La menace plane sur l’ensemble des centres d’archives québécois, une situation très préoccupante aux yeux de la directrice. Les budgets accordés à BanQ par le ministère de la Culture et des Communications du Québec (MCCQ) n’ont pas été majorés depuis 25 ans. Joëlle Hardy et ses collègues estiment que le gouvernement doit accorder plus d’importance à la préservation, à la conservation, à l’entreposage et à la mise en valeur des éléments qui forment la mémoire et l’identité collective de la population québécoise.

La reconnaissance de BanQ sera dorénavant accordée selon des critères de performance, ce que déplore Joëlle Hardy avec véhémence. « Il y a des objectifs et des cibles à atteindre concernant l’acquisition de documents, le traitement et l’utilisation des services par la population. On est dans un mode de performance, où les exigences sont accrues et les budgets ne suivent pas », fait-elle valoir. La DG explique qu’en plus du retrait du statut d’agrément à sept centres, le financement de 850 000 $ versé aux établissements soutenus sera réduit à 700 000 $. Un montant de 150 000 $ sera donc transféré vers un programme de soutien au traitement, dont pourraient bénéficier des organisations qui ne sont pas des sociétés d’histoire, mais qui conservent des documents d’archives qui présentent un intérêt national. 

Maillon affaibli

Nombreuses sont les organisations à tirer profit de l’existence des centres d’archives. Musées, médias, établissements d’enseignement et chaires de recherche, entre autres, ont recours aux services d’archivage et de consultation de documents.

« Ces autres organisations sont importantes. Mais on est au début de la chaîne et il ne faut pas qu’on devienne le maillon faible », martèle Joëlle Hardy. 

La directrice pointe que plus le temps avance, plus il y a d’archives. Évidemment, le nombre de documents à traiter et à conserver n’ira pas en diminuant. 

« La rationalisation qui se fait parfois en entreprise privée ne s’applique pas à nous parce qu’on n’est pas dans une situation dégressive. La quantité de documents progresse à un rythme imprévisible. On va toujours être plus grand, mais ont doit fonctionner avec moins d’argent. En plus, on est maintenant face à des archives numériques. Il y a un changement de paradigmes et on doit prendre un virage qui nécessite l’utilisation de ressources technologiques », poursuit Joëlle Hardy, précisant que les archivistes sont des personnes qualifiées et spécialisées détenant deux diplômes universitaires. Trois employés oeuvrent à temps plein à la Société historique du Saguenay. 

PLUS DE DOCUMENTS SERONT MIS EN VALEURS, CROIT LA DIRECTION DE BANQ

La direction de BanQ croit que la révision du programme aura peu d’impacts sur les centres d’archives privés déjà agréés.
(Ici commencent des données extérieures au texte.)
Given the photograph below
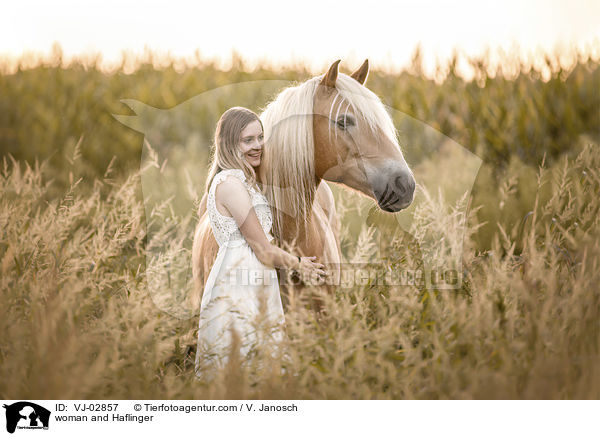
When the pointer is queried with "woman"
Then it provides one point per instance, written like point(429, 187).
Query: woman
point(242, 283)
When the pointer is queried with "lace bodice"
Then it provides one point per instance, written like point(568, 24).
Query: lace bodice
point(225, 228)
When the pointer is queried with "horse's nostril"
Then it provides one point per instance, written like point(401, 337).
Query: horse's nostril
point(400, 185)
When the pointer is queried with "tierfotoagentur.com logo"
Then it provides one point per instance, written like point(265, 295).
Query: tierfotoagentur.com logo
point(25, 415)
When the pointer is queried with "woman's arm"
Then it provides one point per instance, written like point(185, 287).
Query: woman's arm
point(232, 195)
point(202, 206)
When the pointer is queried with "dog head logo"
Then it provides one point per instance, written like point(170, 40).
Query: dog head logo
point(26, 415)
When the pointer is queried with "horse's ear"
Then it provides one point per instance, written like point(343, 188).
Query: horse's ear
point(331, 76)
point(360, 75)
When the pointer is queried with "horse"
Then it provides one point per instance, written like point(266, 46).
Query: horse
point(328, 128)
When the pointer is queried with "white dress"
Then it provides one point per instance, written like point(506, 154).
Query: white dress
point(238, 286)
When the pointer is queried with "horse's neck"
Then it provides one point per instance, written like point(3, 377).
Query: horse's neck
point(304, 236)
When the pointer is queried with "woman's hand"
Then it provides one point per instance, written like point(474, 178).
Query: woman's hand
point(309, 268)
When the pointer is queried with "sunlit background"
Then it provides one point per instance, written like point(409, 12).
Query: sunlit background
point(311, 32)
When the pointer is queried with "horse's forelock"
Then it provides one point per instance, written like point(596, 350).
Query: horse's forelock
point(366, 105)
point(289, 153)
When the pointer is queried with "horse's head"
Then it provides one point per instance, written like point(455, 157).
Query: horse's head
point(355, 140)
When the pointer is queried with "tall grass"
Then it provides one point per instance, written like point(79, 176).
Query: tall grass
point(78, 322)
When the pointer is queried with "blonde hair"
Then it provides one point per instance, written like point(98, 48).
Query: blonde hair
point(227, 137)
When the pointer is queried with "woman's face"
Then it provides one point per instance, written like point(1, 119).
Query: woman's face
point(251, 143)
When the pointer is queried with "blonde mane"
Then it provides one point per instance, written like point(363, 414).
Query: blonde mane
point(288, 167)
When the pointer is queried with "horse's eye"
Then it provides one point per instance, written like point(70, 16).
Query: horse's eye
point(344, 122)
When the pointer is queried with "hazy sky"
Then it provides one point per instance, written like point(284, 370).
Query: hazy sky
point(314, 31)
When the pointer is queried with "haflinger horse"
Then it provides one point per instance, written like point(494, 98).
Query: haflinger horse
point(331, 128)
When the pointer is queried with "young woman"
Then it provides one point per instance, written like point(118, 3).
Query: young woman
point(242, 282)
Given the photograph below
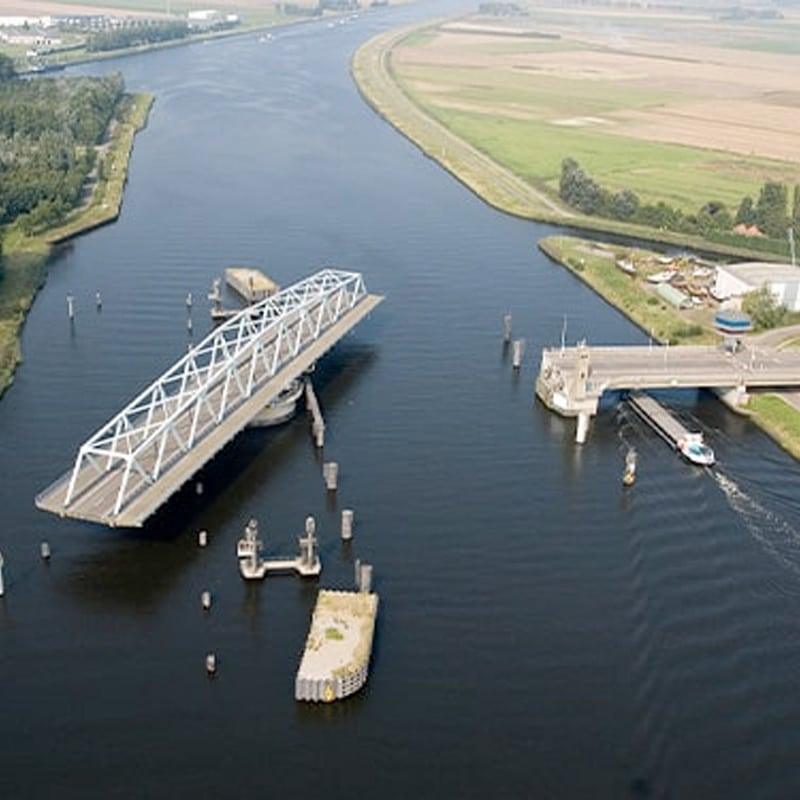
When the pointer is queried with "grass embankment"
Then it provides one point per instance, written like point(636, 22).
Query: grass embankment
point(595, 265)
point(466, 120)
point(24, 257)
point(778, 419)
Selon la directrice générale et conservatrice, Hélène Laverdure, ceux qui détenaient déjà une reconnaissance devraient la conserver. 

Au cours d’un bref entretien téléphonique, la responsable a également précisé que la répartition du financement de façon différente favorisera la mise en valeur de davantage de documents par des fonds d’archives privés. Quant aux nouveaux critères d’évaluation, Hélène Laverdure estime qu’il est tout à fait normal que l’argent gouvernemental soit octroyé à des centres d’archives performants et qu’il est donc nécessaire d’établir des critères selon des cibles d’acquisition et de traitement.

Précisant que l’organisme qu’elle dirige ne fait que répartir les sommes accordées par le Ministère aux sociétés historiques, Hélène Laverdure a convenu que l’octroi de plus d’argent de la part de Québec pour la conservation, la manipulation et la préservation des archives serait «apprécié».